The winery has over 350 hectares of vines. 120 hectares immediately surround the physical plant, which was constructed in 2000. The rest of the land has been purchased, one parcel at a time, from neighbouring farmers.

The vast majority of the land is planted with Monastrell grapes. The oldest vines are 60 years old, with many more that are 40 to 50 years old. Young vines, which are less woody, produce a great deal more fruit. Old vines produce less fruit and smaller grapes, but they have intense, concentrated flavour.

The vineyards are constantly being renewed with new plants replacing old, worn-out vines.

Individual attention
Many of the principles of mass production don’t apply to winemaking. The best grapes are collected in small baskets and sorted by hand. The grapes from each parcel are fermented in separate containers.

The older vines, with a low yield but rich flavour, are used for the wines that will be aged in barrels. The Juan Gil Monastrell, which has been aged for four months, comes from vines with an average age of 40 years. The vines used to make Juan Gil Monastrell 12 months are all over 40 years old.

Big red wines
Ripe Monastrell grapes, particularly from older vines, are full-bodied and high in alcohol. It’s the nature of the grape and a sign of a good quality Jumilla wine.

As a result, Juan Gil wines are very popular in California as they have the big flavour that consumers are familiar with from local, Californian wines.

The winery
Ten years ago, when the winery employees were designing their new plant, they very deliberately chose to focus their resources on the production facilities rather than more superficial features, such as the building façade.
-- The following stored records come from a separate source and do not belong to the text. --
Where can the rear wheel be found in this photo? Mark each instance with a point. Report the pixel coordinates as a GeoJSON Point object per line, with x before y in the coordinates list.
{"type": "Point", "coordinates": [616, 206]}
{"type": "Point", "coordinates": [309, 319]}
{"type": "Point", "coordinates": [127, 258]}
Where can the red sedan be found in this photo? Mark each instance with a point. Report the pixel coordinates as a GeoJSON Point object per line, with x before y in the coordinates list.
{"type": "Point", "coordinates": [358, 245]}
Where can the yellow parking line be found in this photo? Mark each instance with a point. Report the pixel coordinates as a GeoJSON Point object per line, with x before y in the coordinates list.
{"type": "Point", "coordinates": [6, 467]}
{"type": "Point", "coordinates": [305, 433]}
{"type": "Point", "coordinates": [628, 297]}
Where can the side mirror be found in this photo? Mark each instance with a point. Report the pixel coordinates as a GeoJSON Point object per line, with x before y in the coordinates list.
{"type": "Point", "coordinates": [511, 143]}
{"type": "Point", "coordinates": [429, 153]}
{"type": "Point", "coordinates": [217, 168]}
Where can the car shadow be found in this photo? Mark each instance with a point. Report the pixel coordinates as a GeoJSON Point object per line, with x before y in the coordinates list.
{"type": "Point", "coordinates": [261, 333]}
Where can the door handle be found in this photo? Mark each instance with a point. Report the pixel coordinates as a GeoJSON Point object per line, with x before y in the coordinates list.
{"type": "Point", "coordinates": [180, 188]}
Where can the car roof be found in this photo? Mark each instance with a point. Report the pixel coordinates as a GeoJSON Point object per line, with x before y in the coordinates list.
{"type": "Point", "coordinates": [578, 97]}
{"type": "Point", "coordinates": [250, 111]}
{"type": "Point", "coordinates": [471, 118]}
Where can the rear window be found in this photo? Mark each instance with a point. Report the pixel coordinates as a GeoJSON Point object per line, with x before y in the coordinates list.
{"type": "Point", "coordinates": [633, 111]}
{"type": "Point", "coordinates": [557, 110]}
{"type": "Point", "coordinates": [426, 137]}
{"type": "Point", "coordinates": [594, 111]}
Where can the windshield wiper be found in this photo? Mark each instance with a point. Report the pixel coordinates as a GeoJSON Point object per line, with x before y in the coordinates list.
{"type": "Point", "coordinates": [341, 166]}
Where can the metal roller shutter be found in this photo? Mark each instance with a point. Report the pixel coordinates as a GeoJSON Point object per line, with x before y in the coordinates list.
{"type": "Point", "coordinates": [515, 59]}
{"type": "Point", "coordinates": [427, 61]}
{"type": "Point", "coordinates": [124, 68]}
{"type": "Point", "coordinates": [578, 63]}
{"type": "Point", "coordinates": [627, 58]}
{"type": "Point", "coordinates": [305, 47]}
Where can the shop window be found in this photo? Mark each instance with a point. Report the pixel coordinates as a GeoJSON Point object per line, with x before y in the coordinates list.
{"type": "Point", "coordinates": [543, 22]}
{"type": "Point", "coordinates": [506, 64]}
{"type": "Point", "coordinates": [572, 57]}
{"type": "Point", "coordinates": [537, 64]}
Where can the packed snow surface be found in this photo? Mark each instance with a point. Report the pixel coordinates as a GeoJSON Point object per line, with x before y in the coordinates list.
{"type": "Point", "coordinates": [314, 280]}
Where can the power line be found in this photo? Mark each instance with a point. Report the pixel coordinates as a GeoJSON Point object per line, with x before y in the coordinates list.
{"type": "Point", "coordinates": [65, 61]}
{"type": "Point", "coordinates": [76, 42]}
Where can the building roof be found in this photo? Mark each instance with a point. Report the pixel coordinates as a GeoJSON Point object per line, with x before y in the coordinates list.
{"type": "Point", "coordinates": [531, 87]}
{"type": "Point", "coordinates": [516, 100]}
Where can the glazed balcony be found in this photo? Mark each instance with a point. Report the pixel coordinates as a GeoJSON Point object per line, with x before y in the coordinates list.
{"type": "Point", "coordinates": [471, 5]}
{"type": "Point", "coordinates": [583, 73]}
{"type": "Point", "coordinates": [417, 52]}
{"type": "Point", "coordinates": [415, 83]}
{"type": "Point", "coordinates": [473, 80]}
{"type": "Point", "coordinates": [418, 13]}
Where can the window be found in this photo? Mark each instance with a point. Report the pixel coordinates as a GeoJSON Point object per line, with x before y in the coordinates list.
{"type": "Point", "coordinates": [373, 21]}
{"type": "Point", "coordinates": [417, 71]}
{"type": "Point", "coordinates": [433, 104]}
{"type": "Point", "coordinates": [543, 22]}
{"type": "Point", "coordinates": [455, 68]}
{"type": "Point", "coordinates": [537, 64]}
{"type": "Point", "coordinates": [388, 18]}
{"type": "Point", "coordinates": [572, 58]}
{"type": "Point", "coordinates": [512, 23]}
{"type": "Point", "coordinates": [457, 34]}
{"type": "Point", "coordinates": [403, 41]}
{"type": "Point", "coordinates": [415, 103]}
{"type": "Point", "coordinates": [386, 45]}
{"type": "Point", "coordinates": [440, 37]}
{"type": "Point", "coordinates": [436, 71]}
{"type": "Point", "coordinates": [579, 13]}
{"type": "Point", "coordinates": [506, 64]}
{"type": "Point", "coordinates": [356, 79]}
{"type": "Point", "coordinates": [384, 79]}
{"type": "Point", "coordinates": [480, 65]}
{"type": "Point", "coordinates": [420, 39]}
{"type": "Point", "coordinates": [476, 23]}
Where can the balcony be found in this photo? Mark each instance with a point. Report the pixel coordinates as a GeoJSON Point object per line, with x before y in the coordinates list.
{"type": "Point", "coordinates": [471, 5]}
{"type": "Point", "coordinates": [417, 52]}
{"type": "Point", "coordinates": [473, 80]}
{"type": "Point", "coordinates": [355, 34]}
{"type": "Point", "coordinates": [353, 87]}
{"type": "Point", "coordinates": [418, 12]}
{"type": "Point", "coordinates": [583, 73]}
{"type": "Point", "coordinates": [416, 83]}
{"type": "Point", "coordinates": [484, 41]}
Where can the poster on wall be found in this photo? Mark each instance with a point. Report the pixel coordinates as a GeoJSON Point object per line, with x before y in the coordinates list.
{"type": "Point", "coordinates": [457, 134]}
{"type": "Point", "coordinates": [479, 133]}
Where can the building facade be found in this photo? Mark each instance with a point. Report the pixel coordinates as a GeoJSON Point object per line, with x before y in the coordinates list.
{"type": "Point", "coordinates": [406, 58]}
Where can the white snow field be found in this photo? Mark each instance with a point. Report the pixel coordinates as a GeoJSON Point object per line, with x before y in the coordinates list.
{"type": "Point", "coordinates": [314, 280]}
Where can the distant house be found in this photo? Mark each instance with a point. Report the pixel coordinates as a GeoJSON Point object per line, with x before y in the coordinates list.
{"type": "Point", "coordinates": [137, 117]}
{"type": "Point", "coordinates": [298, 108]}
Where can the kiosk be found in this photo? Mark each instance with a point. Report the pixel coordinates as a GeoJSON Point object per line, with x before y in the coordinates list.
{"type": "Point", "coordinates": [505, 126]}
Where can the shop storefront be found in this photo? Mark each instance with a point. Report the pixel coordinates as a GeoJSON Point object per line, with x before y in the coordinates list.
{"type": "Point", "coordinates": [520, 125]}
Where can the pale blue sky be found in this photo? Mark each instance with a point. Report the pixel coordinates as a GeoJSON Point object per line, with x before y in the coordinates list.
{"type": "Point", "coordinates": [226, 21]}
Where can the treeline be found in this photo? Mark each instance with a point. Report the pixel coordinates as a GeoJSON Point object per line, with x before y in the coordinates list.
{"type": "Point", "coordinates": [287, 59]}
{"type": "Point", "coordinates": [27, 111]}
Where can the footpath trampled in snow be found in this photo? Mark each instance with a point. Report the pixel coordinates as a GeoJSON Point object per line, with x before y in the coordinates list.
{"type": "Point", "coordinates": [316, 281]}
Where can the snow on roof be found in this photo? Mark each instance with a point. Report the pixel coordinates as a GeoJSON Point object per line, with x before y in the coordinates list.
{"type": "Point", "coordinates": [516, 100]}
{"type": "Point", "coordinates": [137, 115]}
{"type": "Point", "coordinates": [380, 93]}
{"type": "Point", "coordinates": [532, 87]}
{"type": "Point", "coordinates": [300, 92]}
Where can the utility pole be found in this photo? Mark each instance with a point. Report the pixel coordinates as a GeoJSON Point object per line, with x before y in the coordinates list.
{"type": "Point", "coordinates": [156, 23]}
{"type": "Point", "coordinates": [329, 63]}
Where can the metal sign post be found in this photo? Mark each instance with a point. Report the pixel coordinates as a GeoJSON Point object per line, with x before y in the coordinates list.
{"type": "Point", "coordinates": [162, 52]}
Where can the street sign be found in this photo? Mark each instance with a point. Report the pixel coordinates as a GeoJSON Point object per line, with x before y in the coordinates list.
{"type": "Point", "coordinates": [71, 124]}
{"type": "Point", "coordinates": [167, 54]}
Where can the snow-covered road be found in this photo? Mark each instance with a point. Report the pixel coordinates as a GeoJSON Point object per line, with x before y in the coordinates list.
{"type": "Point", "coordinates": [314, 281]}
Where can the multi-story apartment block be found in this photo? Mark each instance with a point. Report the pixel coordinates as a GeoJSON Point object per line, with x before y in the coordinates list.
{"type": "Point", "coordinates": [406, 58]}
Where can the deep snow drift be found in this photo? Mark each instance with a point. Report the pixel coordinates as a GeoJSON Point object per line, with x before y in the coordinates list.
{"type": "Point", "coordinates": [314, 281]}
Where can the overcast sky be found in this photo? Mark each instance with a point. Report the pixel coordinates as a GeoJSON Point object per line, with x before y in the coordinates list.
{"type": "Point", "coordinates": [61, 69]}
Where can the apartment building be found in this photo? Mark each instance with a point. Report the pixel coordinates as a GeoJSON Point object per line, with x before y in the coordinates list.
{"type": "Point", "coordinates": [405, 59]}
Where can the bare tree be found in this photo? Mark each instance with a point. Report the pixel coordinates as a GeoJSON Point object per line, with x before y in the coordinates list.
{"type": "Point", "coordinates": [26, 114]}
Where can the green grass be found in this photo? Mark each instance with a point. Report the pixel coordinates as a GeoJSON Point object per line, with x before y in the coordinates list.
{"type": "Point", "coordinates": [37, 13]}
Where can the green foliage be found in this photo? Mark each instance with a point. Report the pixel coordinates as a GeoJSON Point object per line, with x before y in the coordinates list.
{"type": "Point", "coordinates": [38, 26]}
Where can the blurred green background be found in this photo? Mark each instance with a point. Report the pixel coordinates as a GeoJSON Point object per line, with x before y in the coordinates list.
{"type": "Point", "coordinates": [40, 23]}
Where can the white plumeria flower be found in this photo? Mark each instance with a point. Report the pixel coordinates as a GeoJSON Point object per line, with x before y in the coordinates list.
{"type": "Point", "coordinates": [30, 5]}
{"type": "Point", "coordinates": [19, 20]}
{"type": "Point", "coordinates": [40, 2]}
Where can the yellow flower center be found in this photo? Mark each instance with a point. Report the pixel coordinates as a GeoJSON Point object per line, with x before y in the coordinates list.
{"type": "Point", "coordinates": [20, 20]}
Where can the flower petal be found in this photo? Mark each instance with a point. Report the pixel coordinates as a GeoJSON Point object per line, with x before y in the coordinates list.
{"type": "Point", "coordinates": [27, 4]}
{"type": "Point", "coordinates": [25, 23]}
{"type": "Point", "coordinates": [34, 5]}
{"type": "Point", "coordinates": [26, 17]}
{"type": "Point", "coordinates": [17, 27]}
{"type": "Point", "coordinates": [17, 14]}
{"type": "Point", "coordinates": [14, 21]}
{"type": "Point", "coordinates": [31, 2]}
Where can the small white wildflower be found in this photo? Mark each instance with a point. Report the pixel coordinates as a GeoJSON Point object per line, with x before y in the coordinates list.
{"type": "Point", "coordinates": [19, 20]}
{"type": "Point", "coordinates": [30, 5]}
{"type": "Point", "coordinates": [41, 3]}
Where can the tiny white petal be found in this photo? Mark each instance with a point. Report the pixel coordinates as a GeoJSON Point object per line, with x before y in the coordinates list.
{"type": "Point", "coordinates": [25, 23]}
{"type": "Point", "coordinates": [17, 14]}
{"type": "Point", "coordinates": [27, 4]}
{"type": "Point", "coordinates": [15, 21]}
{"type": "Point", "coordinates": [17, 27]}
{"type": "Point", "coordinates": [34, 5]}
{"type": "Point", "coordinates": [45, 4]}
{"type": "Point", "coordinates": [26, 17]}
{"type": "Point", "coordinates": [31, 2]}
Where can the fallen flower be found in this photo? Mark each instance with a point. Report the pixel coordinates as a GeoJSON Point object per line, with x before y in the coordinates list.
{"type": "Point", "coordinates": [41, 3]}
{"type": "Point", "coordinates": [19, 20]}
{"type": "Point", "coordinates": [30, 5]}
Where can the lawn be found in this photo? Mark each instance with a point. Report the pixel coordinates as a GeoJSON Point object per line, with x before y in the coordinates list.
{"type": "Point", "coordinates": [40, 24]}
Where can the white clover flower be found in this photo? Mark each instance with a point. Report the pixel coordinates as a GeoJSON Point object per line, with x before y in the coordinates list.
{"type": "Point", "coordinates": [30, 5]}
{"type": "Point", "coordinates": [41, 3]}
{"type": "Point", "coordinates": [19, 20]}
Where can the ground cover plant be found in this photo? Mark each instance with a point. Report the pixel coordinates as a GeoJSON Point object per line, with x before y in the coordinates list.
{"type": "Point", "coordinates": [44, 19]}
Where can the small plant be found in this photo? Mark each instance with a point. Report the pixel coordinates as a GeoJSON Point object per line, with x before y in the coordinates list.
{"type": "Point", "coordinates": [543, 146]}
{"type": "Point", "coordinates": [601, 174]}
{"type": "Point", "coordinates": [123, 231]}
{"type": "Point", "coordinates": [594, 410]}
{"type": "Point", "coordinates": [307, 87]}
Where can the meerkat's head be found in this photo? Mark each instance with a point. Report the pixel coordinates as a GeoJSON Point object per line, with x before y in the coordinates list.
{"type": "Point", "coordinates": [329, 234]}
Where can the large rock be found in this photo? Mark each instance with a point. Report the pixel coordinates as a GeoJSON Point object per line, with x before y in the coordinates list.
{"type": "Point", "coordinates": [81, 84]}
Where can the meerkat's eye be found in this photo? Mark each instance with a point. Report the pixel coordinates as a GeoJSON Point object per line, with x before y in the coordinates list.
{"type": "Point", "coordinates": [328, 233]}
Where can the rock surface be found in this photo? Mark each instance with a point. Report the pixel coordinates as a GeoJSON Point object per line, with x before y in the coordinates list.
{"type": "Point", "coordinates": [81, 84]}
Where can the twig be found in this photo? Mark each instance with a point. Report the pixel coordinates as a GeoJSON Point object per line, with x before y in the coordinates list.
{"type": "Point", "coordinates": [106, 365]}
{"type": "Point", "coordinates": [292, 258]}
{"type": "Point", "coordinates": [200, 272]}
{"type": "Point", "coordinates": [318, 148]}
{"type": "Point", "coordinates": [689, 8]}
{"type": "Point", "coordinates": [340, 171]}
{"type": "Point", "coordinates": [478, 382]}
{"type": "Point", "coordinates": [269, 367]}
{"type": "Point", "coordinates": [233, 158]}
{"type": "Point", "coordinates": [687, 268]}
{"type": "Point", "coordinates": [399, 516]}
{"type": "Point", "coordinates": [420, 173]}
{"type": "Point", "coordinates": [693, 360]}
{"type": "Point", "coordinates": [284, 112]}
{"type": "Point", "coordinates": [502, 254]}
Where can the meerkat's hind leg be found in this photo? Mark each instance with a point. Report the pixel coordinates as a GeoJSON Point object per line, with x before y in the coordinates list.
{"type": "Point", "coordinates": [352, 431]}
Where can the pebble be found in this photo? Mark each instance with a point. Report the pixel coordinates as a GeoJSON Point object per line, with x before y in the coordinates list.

The result is a clean, modern, efficient plant. It is air conditioned throughout with computers tracking every stage of the wine-making process.

There is tremendous attention to detail because details, such as cleanliness, will determine the quality of the final product. For example, the floors are white so that it’s easy to tell if they are truly clean at all times.

Coming soon to Saskatchewan
Juan Gil wines are sold extensively throughout Canada and the United States. They are readily available in Ontario and Quebec and will be available very, very soon in Saskatchewan.

Bodegas Juan Gil has chosen to offer a limited range of wines in order to ensure the quality of each one. Juan Gil 4 Months and Juan Gil 12 Months are both 100% Monastrell from older vines so you can expect full-bodied wines with lots of flavour. They go well with a meal.

Pedrera is also 100% Monastrell, but it comes from younger vines with an average age of 25 years and it has not been aged. As a result, it’s lighter and fruitier. It’s a good sipping wine – or, as the Spanish would say, it’s a good tapas wine.

Thank you
My sincere thanks to Loren Gil, the bodega’s Export Manager, for taking the time to give me an informative and enjoyable tour of the vineyards and winery.

Photo Credit: Bodegas Juan Gil

Jumilla, Spain: 5,000 years of growing grapes and making wine

4 comments:

Mary said...

Sounds so fun - we are planning to go in September but were curious about your transportation in Jumilla. Were you on a tour, did you rent a car or can you rent bikes and do a bike tour? the town of Jumilla is pretty small so we are having problems figuring it out on trip advisor. Thanks!

Penny McKinlay said...

I was on foot so chose nearby wineries. There are quite a few in the downtown area – Vina Campanero, San Isidro and Silvano Garcia for sure, plus some others. Bodegas Luzon is within walking distance although I took a taxi to save time. Bleda is quite close. Juan Gil doesn’t normally offer tours as they are quite remote.
There is a big wine festival in the fall, but I’m not sure of the dates.
The castle is definitely worth a visit, and there are some excellent museums. There are also some good restaurants serving authentic Spanish food.
I highly recommend contacting Sue Walker of Walker’s Tours. Sue and John are a retired British couple, and they offer free tours and great advice. Check out http://spainuncovered.com/walkers-tours-guided-walks-around-jumilla/ and http://blogs.angloinfo.com/jumilla-journal/. Sue’s blog even has a list of local restaurants.
Enjoy your trip! I would love to go back.

Matthew Thie said...

we stumbled on Jumilla on the way to Barcelona from Granada. Juan Gil had been recommended by fellow diners in Seville, so we drove out to the hard to find Bodega. By very good luck there was a group arriving who had called ahead to arrange a tour and we jumped on board. Really great story of the winery, great tour and tasting. We love their wines. Keep your eyes peeled for Monastrell, and especially Juan Gil. We also had a great meal at Reyes Catolicos and they serve excellent local wines :)

Penny McKinlay said...

Sounds great, Matthew. I had a good time in Jumilla and very much enjoy its wines.